Moisés Brás Ricardo60, vice-presidente da FETRAECE, ao avaliar o processo de desistência/abandono de famílias nos assentamentos do Ceará, expõe uma leitura não diferente das supramencionadas. Além de reforçar que a problemática está presente na realidade dos assentamentos rurais do Ceará em epígrafe na introdução deste trabalho, aponta uma série de questões que para ele são determinantes para o processo de desistência, como: o desestímulo pela ausência de liberação de recursos financeiros para as famílias; a imposição do modelo coletivo ás famílias; à falta de gestão nos PA’s e as limitações climáticas do semiárido.
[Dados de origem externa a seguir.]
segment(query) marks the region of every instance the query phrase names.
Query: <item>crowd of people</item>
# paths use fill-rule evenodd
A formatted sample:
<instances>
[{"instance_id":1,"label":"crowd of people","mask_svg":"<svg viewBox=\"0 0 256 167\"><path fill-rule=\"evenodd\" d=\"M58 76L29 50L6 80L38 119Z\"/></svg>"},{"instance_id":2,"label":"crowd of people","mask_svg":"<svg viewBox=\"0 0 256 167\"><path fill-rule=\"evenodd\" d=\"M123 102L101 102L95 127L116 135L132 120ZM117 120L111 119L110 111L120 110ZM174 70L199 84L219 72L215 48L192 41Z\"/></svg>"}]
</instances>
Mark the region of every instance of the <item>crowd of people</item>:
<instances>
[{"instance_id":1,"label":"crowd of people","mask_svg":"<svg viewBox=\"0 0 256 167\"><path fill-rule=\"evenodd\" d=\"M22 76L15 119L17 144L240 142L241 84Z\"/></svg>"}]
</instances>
[...] desistiram, as vezes, por falta dessa liberação ai dos recursos que não chega a contento, essa questão toda. Mas, tem um fator também que é aqui do Ceará que eu acho interessante destacar em relação a questão dos assentamentos. Foi ter trabalhado, e ai nós temos uma parcelinha de culpa, é, não sei se é culpa, mas eu acho que a gente não soube trabalhar. Foi pautado aqui no estado do Ceará, por uma longa década, de que tudo no assentamento tinha que ser coletivo né, e isso terminou distanciando. “Por Moisés, mas nós defendemos a vida toda o coletivo né, a organização social e você diz que o coletivo distanciou o povo”. É claro que distanciou né, gerou desmotivação né e, muitas das vezes, até a desistência em alguns assentamentos do estado do Ceará. Por que isso? Porque você tem no coletivo um grupo que trabalha, que dar sustentabilidade ao assentamento e tem outros que querem, inclusive, se beneficiar apenas dos recursos né, e não querem trabalhar, esse é o motivo. É verdade também, que nós temos alguns assentados, onde você tem um grupo coletivo, onde você tem um grupo né, duas, três pessoas no assentamento que tem tudo na vida e você têm o assentado que tá na miséria. Então, isso também desmotiva. É falta de gestão? É claro que é falta de gestão. O problema é de gestão. Mas, a gente identificou que em alguns assentamentos que trabalhou toda a linha de produção, todos os investimentos, é, pela linha do coletivo, nós tivemos algumas dificuldades. Isso também, a gente, eu conto isso, mas tenho que botar vírgula né, nós também temos alguns que também tão cem por cento coletivo e estão vivendo muito bem. Mas, é por que também tem uma gestão bem qualificada, bem distribuída, uma alternância de poder [...] e isso possibilitou que isso venha a acontecer. Mas há muitos, muitos mesmos, em vários assentamentos do estado do Ceará, pessoas que desistiram porque não acredita neste modelo né [...] de gestão. Porque, as vezes, a terra também não reúne mais as condições, nosso Semiárido, terra seca, que você não tem mais expectativa de produzir, a não ser que seja na área agropecuária [...] e termina ele desistindo [...]61.